Diuretic Strategies for Loop Diuretic Resistance in Acute Heart Failure: The 3T Trial

JACC Heart Fail. 2020 Mar;8(3):157-168. doi: 10.1016/j.jchf.2019.09.012. Epub 2019 Dec 11.

Abstract

Objectives: This study compared combination diuretic strategies in acute heart failure (AHF) complicated by diuretic resistance (DR).

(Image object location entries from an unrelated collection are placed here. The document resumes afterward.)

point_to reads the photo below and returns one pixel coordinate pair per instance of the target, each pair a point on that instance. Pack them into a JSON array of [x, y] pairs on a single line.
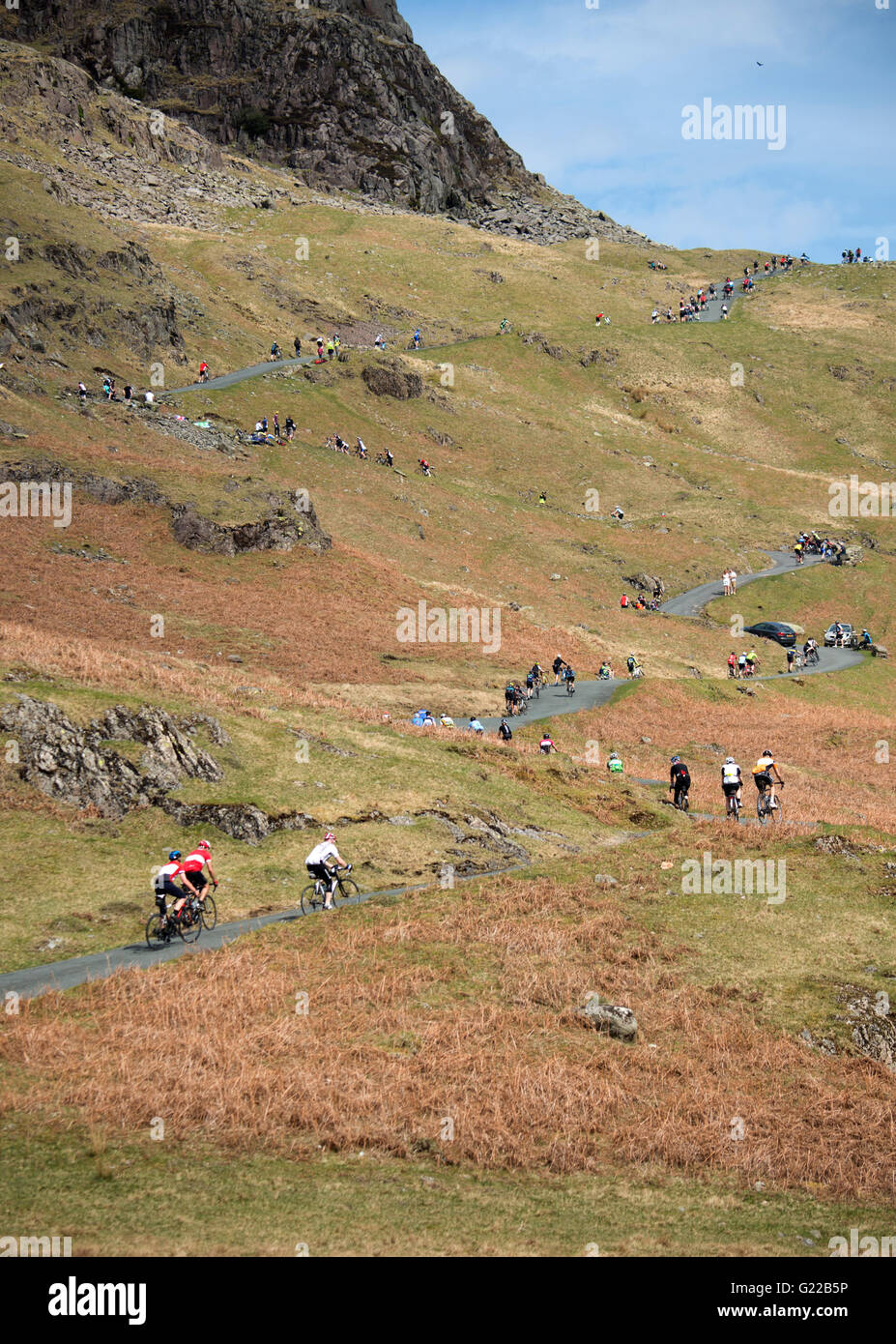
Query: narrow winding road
[[33, 981]]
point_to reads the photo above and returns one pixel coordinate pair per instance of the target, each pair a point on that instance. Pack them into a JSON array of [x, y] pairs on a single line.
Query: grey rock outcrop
[[290, 520], [613, 1019], [338, 93], [392, 381], [72, 765]]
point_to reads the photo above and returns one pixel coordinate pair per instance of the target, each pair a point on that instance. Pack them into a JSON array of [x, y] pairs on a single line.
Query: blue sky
[[593, 97]]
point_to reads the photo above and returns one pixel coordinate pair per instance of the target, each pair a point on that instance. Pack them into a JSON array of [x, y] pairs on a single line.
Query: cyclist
[[762, 773], [679, 779], [733, 782], [193, 864], [321, 871], [164, 883]]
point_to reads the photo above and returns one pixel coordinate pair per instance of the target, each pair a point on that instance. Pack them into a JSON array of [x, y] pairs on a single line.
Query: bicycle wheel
[[189, 925], [312, 899], [158, 934], [345, 889]]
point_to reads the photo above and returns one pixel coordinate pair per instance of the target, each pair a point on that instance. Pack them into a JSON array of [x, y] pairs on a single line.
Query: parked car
[[850, 634], [775, 630]]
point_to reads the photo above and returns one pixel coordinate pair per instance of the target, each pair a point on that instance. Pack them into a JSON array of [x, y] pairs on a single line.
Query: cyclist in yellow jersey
[[762, 773]]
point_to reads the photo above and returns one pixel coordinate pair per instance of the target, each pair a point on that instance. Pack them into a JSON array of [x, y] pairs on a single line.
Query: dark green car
[[775, 630]]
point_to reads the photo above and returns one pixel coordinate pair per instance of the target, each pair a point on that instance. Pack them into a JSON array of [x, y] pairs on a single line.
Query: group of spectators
[[691, 308], [810, 543], [423, 719], [130, 396], [641, 602]]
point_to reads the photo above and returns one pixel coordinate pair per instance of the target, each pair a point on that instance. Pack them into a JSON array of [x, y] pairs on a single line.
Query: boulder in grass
[[613, 1019]]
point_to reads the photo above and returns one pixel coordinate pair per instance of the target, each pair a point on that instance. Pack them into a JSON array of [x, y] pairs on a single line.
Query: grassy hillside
[[717, 441]]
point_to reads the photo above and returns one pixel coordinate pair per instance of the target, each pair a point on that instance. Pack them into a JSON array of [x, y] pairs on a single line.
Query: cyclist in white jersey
[[321, 871]]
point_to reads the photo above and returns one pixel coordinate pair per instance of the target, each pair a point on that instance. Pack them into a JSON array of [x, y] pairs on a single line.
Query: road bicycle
[[314, 894], [187, 925], [765, 809]]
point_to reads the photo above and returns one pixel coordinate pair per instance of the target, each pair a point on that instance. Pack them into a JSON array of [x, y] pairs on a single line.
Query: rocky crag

Background: Combination diuretic regimens to overcome loop DR are commonly used but with limited evidence.

Methods: This study was a randomized, double-blinded trial in 60 patients hospitalized with AHF and intravenous (IV) loop DR. Patients were randomized to oral metolazone, IV chlorothiazide, or tolvaptan therapy. All patients received concomitant high-dose IV infusions of furosemide. The primary outcome was 48-h weight loss.

Results: The cohort exhibited DR prior to enrollment, producing 1,188 ± 476 ml of urine in 12 h during high-dose loop diuretic therapy (IV furosemide: 612 ± 439 mg/day). All 3 interventions significantly improved diuretic efficacy (p < 0.001). Compared to metolazone (4.6 ± 2.7 kg), neither IV chlorothiazide (5.8 ± 2.7 kg; 1.2 kg [95% confidence interval (CI)]: -2.9 to 0.6; p = 0.292) nor tolvaptan (4.1 ± 3.3 kg; 0.5 kg [95% CI: -1.5 to 2.4; p = 0.456) resulted in more weight loss at 48 h. Median (interquartile range [IQR]) cumulative urine output increased significantly and did not differ among those receiving metolazone (7.78 [IQR: 6.59 to 10.10] l) and chlorothiazide (8.77 [IQR: 7.37 to 10.86] l; p = 0.245) or tolvaptan (9.70 [IQR: 6.36 to 13.81] l; p = 0.160). Serum sodium decreased less with tolvaptan than with metolazone (+4 ± 5 vs. -1 ± 3 mEq/l; p = 0.001), but 48-h spot urine sodium was lower with tolvaptan (58 ± 25 mmol/l) than with metolazone (104 ± 16 mmol/l; p = 0.002) and with chlorothiazide (117 ± 14 mmol/l; p < 0.001).

Conclusions: In this moderately sized DR trial, weight loss was excellent with the addition of metolazone, IV chlorothiazide, or tolvaptan to loop diuretics, without a detectable between-group difference. (Comparison of Oral or Intravenous Thiazides vs. tolvaptan in Diuretic Resistant Decompensated Heart Failure [3T]; NCT02606253).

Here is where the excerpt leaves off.